Cuando los ciudadanos aún no salían del asombro por la noticia de un padre que perdió la vida cuando trató de defender a su hijo de la agresión de un hincha de Millonarios, dos hinchas más fueron asesinados. Las víctimas fueron Carlos Andrés Medellín y Javier ‘El Terco’ Rodríguez’, seguidores del Atlético Nacional. También los responsables señalados fueron hinchas de millonarios. En esto quedó la antesala al partido que se realizaría el martes 24 de septiembre entre el equipo de la capital y Nacional.
"Si no hay paz en los barrios por el fútbol no puede haber espectáculo en el estadio”. Con esta frase el alcalde Gustavo Petro anticipó su decisión de cancelar el partido de fútbol que se disputaría.
Lo que vive la ciudad ha revelado un profundo problema de convivencia y tolerancia. El reprochable asesinato de los jóvenes coincidió con la presentación en Bogotá del informe Decenal de Cultura Ciudadana de la organización Corpovisionarios. Una de las cifras más reveladoras y frustrantes, si se quiere, es que pese a que los homicidios por delincuencia bajaron entre 2011 y 2012, hay un aumento del 7% en los ocurridos por problemas de convivencia.

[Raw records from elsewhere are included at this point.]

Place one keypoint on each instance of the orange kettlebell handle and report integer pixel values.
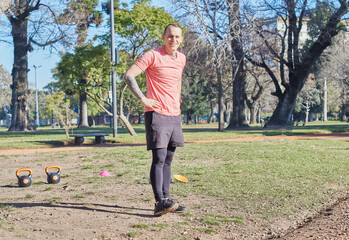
(24, 169)
(49, 167)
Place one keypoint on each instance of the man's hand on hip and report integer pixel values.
(151, 103)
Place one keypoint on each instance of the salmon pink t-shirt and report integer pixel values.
(163, 78)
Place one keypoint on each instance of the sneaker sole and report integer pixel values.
(171, 209)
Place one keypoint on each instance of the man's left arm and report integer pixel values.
(180, 89)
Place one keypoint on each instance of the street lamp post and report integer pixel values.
(36, 99)
(113, 78)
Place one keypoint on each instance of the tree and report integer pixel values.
(333, 68)
(43, 30)
(59, 104)
(238, 118)
(294, 67)
(82, 13)
(197, 79)
(5, 92)
(256, 85)
(4, 5)
(307, 100)
(88, 62)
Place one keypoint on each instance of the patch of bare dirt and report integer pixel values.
(73, 209)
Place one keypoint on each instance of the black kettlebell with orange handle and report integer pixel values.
(53, 177)
(24, 180)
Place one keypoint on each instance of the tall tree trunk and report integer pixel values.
(81, 31)
(238, 118)
(307, 110)
(83, 111)
(20, 92)
(284, 110)
(211, 119)
(324, 103)
(342, 116)
(220, 101)
(253, 118)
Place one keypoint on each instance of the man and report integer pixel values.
(163, 67)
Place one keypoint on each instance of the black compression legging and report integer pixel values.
(160, 172)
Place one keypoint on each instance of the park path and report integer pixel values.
(333, 136)
(331, 223)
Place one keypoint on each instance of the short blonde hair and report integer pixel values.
(172, 25)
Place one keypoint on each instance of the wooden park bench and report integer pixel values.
(99, 138)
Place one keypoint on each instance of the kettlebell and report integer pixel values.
(25, 180)
(53, 177)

Esta no es la única alarma. La violencia interpersonal en Bogotá se duplicó entre 2005 y 2011. Los datos fríos de Medicina Legal dicen que los casos pasaron de 388 a 622 por cada 100 mil habitantes. Y como si fuera poco, Corpovisionarios también señala que hoy una riña es 20 veces más peligrosa que un atraco.
Revisar las opiniones que hoy tienen los bogotanos frente a sus justificaciones para ser violentos no resulta más alentador. Y pareciera que detrás de estos problemas de convivencia hay comportamientos que nos resistimos a eliminar. Hoy los bogotanos siguen considerando que el familismo o el honor son razones para ser violentos.

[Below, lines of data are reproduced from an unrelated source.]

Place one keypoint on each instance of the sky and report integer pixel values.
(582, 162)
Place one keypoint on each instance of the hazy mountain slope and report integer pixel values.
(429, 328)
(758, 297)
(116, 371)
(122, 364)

Precisamente, la encuesta de Corpovisionarios también revela que otro de los problemas de la capital es que los más violentos son los hombres porque detrás de ello hay una cultura del ‘macho machito’, que sobrepasa el respeto por la vida de los demás. Más allá de la resistencia que puedan tener algunos frente a argumentos como este por relacionarlos con el feminismo, se trata de una realidad que no sólo se repite en el país sino en América Latina, como lo dice Henry Murraín, director de proyectos de la organización experta en cultura ciudadana.
Para los bogotanos la decisión del alcalde de suspender el partido del martes, debería ser un llamado a reflexionar sobre lo que sucede con las costumbres y la vida cotidiana en términos de convivencia. El ministro del Interior, Aurelio Iragorri, se refirió a los hechos diciendo que “más que leyes se necesitan cambios profundos de comportamiento ciudadano. Un país que busca parar más de 50 años de violencia en La Habana no puede seguir matándose por una camiseta”. Quizá sobre ello valga la pena reflexionar y esta vez, asumir los problemas que cada uno aporta a la inseguridad de la ciudad y no dejar todo en manos de las administraciones o autoridades.